In June 2026, Inghams locked down poultry farms in Western Australia and tightened biosecurity after H5N1 bird flu was detected in two migratory birds near Esperance, the first detection of the strain in Australia.

===Family===
In 2019, Ingham chicken heir Robby Ingham sold his South Coast oceanfront property Ocean Pines in Gerringong, for the highest auction result recorded on the NSW South Coast of $11.3 million through real estate agent Craig Pontey.

==Thoroughbred horses==

The Ingham name is also synonymous with horses. The Ingham's passion for horseracing began during the days they'd spend with Walter Ingham at the race tracks. Along with the poultry business, the Jack and Bob Ingham also inherited Valiant Rose, which was a descendent broodmare of a champion British racehorse. In the 1960s, they began building their thoroughbred horse racing and breeding operations. This passion became the largest thoroughbred dynasty in Australia until Bob sold the entire operation in 2008.

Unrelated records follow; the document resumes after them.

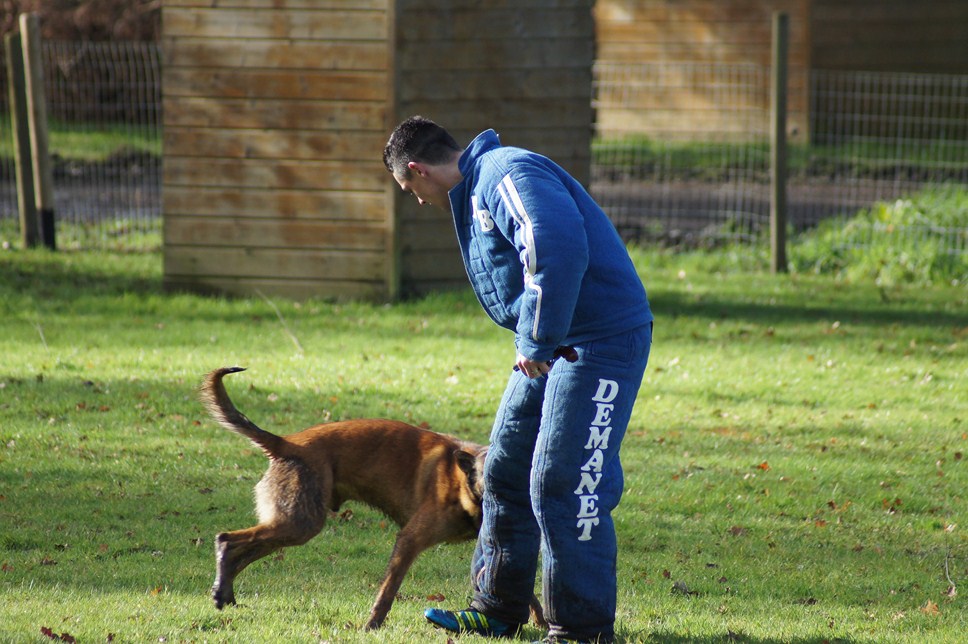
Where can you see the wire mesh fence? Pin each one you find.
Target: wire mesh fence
(681, 153)
(104, 112)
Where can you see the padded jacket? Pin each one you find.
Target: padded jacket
(541, 255)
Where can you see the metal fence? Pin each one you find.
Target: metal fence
(104, 111)
(680, 171)
(665, 168)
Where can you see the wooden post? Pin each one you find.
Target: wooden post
(37, 118)
(26, 201)
(778, 142)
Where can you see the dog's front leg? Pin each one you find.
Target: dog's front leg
(409, 544)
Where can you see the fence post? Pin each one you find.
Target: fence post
(778, 142)
(37, 118)
(26, 201)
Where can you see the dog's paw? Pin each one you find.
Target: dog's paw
(221, 599)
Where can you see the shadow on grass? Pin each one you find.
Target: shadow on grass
(856, 309)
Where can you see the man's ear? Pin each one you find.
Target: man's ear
(417, 167)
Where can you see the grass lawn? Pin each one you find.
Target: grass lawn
(794, 467)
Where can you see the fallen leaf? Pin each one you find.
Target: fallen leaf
(930, 608)
(681, 588)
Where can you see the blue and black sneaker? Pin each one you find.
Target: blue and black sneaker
(470, 621)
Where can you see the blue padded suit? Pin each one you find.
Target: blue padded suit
(546, 263)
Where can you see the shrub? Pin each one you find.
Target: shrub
(919, 240)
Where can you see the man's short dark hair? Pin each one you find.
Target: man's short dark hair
(418, 139)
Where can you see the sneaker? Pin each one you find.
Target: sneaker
(469, 621)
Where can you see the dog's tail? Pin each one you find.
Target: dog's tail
(217, 401)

Key events during these years included Bob Ingham purchasing his first two trotters in 1965. By 1970, Bob and Jack were the biggest trotting owners in Australia; and had 650 race wins by 31 July 1974.

In the late 1990s, the Ingham's most widely known thoroughbred horse, Octagonal, became a household name with 28 starts, 24 wins, 7 seconds and 1 third placement resulting in nearly A$6 million in earnings. In 1995–1996, it was voted Australian Champion Three Year Old and Australian Champion Racehorse of the Year.

During 2004 and 2005, Lonhro, son of Octagonal, had 35 starts with 26 wins, 3 seconds and 2 thirds, earning nearly the same amount as his father.

In 2008, divesting themselves of the equine interests, Dubai's Sheikh bought Inghams' thoroughbred horse breeding business, incorporating it into the Darley Stud.